Following this customer-centric approach and relying on determination, Essco became reasonably well-known. By 1985, annual turnover reached Rs 30 lakh—respectable but modest.

Then in 1986, everything changed. Mehra's three sons—Rajesh, Ajay, and Krishan—took the reins of their father's business and made a decision that would transform bathroom fittings forever: they would create a premium segment where none existed, name it after their grandmother Jai Kaur combined with "aqua," and call it Jaquar.

Today, sixty-five years after N.L. Mehra's founding and thirty-nine years after the Jaquar brand launch, the Jaquar Group generates Rs 7,493 crore turnover (2024-25), operates 7 manufacturing units in India plus 1 in South Korea spread across 330,000 square meters, produces 45.9 million bath fittings and 4.2 million sanitaryware pieces annually serving 3.3 million bathrooms yearly, employs 12,000+ people including 2,400 service technicians, maintains presence in 55+ countries, and commands 60% market share in India's organized bathroom sector—proving that sometimes the best businesses begin by organizing markets nobody else believes exist.

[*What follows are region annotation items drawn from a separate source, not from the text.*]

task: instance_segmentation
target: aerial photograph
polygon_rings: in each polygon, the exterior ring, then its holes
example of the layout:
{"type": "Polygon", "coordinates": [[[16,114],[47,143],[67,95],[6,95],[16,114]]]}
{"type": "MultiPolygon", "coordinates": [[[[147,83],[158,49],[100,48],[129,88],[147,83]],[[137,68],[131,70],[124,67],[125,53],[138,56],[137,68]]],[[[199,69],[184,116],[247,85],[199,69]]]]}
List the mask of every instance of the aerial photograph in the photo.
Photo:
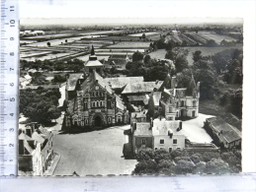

This is the story of how a grandmother's name became a global bathroom brand—and how three brothers transformed their father's Rs 30 lakh commodity business into India's most trusted bathroom empire.


1960-1985: The Essco Foundation

N.L. Mehra founded Essco in 1960 in Delhi, entering an industry so nascent that customers didn't distinguish between brands. Bathroom fittings were commodities purchased based solely on price and immediate availability.

Mehra's strategy was revolutionary for its simplicity: offer better quality than competitors and guarantee it with a ten-year warranty. This accountability—promising to service products for a decade—differentiated Essco in a market where sellers disappeared after transactions.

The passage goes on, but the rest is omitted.